While our society tends to brush off street harassment as relatively harmless and acceptable, it has detrimental effects, and even catcalling can have dangerous repercussions. For example, a student bothered by a catcaller along one street may divert to an alternate and less safe route just to avoid feeling threatened. Which is why street harassment should no longer be tolerated or just accepted as part of our culture.
On May 29, Philippine Senator Risa Hontiveros said in a statement that the lapsing of the Safe Streets, Workplaces, and Public Spaces Act into law is a “massive victory” and a “major push back” against what she called the country’s growing “bastos behavior.”
“Now, women and LGBTs have a strong policy instrument to protect us from gender-based street harassment. With this law, we will reclaim our streets from sexual harassers and gender bigots and make public spaces safe for all,” she said.
With the passing of the law, women and LGBTs now have certain protection against being uncomfortable, unsafe, and disrespected. Fines for violators range from P1,000 and community service to P10,000 and jail time, depending on the number of offenses committed.
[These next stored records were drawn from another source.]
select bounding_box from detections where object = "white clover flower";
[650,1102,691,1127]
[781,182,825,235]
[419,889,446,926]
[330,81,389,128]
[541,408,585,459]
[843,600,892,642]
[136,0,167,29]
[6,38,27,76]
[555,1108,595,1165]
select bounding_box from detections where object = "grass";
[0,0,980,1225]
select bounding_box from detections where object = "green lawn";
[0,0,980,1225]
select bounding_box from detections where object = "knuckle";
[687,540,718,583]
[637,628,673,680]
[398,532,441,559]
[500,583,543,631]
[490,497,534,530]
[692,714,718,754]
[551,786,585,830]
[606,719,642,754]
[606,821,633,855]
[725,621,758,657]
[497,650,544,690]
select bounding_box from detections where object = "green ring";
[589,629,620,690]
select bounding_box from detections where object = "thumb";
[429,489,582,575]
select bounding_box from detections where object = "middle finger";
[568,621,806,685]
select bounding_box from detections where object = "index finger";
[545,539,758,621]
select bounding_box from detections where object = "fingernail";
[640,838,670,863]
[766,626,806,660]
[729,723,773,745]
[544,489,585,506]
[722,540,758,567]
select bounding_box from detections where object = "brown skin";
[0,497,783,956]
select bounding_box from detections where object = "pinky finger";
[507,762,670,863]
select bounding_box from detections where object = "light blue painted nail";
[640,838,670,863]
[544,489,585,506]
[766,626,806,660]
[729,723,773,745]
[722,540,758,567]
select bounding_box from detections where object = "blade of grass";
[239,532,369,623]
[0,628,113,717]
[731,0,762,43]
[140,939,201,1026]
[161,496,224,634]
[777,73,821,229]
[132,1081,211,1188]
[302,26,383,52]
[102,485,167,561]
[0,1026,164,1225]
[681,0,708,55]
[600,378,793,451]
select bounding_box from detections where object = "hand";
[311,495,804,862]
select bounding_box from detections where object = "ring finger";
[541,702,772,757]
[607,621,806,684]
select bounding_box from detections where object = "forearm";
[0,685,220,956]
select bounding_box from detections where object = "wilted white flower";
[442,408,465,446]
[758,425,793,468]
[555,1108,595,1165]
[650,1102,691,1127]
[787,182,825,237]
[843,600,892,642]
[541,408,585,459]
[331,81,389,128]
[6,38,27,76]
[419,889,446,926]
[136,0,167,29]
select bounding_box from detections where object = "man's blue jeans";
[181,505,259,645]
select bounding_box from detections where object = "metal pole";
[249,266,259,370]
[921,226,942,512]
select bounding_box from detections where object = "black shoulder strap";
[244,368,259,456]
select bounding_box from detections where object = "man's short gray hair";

But what’s the difference between an innocent compliment and a catcall? Actions such as cursing, wolf-whistling, catcalling, leering, persistently requesting for information, using words that ridicule including sexist, homophobic and transphobic slurs, or the persistent telling of sexual jokes are all considered Light Violations. Inappropriate behavior beyond these examples are even graver violations.
Aside from having this revolutionary new law, there are also other things one can do to stop catcalling.
Experts say that one way to stop a catcaller is to make eye contact. According to Holly Kearl, in her book Making Public Places Safe and Welcoming For Women, strong body language such as direct eye contact will surprise the harasser, which will shock them enough to not retaliate. “It forces them to think about what they’ve said or done,” she said.
Using a firm voice to call out the harasser also works. Try negative statements like “No, leave me alone” or “I don’t appreciate it. Go away.” These will stun a harasser and will, hopefully, stop him or her from catcalling.
If the catcaller won’t stop and follows you, cross the street and pretend to call a friend, and say. “I’m just down the block and will be there soon. See you!” This will make the harasser back down for fear that someone is waiting for you and meeting you, lessening his chances of further harassing you.
However, harassment usually happens at night and whenever a woman is alone, so simply avoiding the harasser/s and walking away is often a better course of action, and not engaging at all is recommended.
With the passing of the new law, hopefully more women will find the strength to speak up for themselves against sexual harassment and catcalling, while men and those who catcall will learn to be more mindful of their actions.